The chief of IATA issued a warning, expressing that if India does not address concerns regarding taxation, airlines might withdraw from the Indian market. In recent months, the India offices of several global airline groups have received tax evasion notices from the Directorate General of GST Intelligence (DGGI).
The airlines served notices include Emirates, British Airways, Lufthansa Singapore Airlines, Etihad Airways, Thai Airways, Qatar Airways, Saudi Arabia Airlines, and Emirates. Wille Walsh, the director general of IATA, explained that the potential withdrawal could occur gradually as airlines reduce the number of flights due to profitability concerns.
He mentioned this during the Annual General Meeting of IATA in Dubai. IATA, which has 300 airlines as members, highlighted that the notices were related to non-payment of taxes on services such as maintenance, crew payment, and aircraft lease rentals provided by airlines to their Indian entities.
In its representation to the Indian government, IATA argued that the place of service was both the head office and branch office, suggesting airlines should only pay taxes on services taxable in India, like payment for hotel accommodation used by Indian staff outside of India.
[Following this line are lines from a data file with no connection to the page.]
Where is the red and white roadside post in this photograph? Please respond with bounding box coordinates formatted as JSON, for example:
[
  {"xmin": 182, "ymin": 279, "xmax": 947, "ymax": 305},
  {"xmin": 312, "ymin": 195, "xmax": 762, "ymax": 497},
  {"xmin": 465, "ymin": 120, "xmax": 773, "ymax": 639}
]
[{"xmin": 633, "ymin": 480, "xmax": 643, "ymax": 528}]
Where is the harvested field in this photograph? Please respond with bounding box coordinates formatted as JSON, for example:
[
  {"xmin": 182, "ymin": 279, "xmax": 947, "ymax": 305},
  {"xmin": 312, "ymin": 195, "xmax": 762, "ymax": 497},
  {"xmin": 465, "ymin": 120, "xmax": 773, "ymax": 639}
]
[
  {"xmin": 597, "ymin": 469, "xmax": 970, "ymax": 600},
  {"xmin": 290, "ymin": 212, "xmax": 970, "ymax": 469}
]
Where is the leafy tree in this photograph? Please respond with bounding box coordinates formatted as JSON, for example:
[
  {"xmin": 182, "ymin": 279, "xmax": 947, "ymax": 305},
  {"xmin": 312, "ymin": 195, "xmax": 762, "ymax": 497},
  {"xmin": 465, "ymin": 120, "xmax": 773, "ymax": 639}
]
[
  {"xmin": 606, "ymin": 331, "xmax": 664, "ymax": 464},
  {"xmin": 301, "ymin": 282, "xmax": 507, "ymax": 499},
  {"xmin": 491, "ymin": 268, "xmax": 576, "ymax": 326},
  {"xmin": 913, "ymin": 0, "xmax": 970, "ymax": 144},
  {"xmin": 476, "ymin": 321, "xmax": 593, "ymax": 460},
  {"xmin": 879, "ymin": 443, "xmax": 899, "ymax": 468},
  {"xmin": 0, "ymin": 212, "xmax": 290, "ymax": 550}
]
A senior airline official explained that when a foreign airline receives permission to operate in India, the Directorate General of Civil Aviation (DGCA) grants permission to the global headquarters, not the local unit. Thus, holding the local unit liable for services is a legal gray area. IATA has petitioned the government to suspend this issue.
Additionally, IATA stated that airlines' branch offices in India do not engage in crucial operations such as contracting for aircraft leases, crew, pilots, fuel, and maintenance. All operations to and from India are decided, controlled, and operated by airlines' head offices. Therefore, it is not legally accurate to attribute strategic and operational risks and functions to branch offices in India.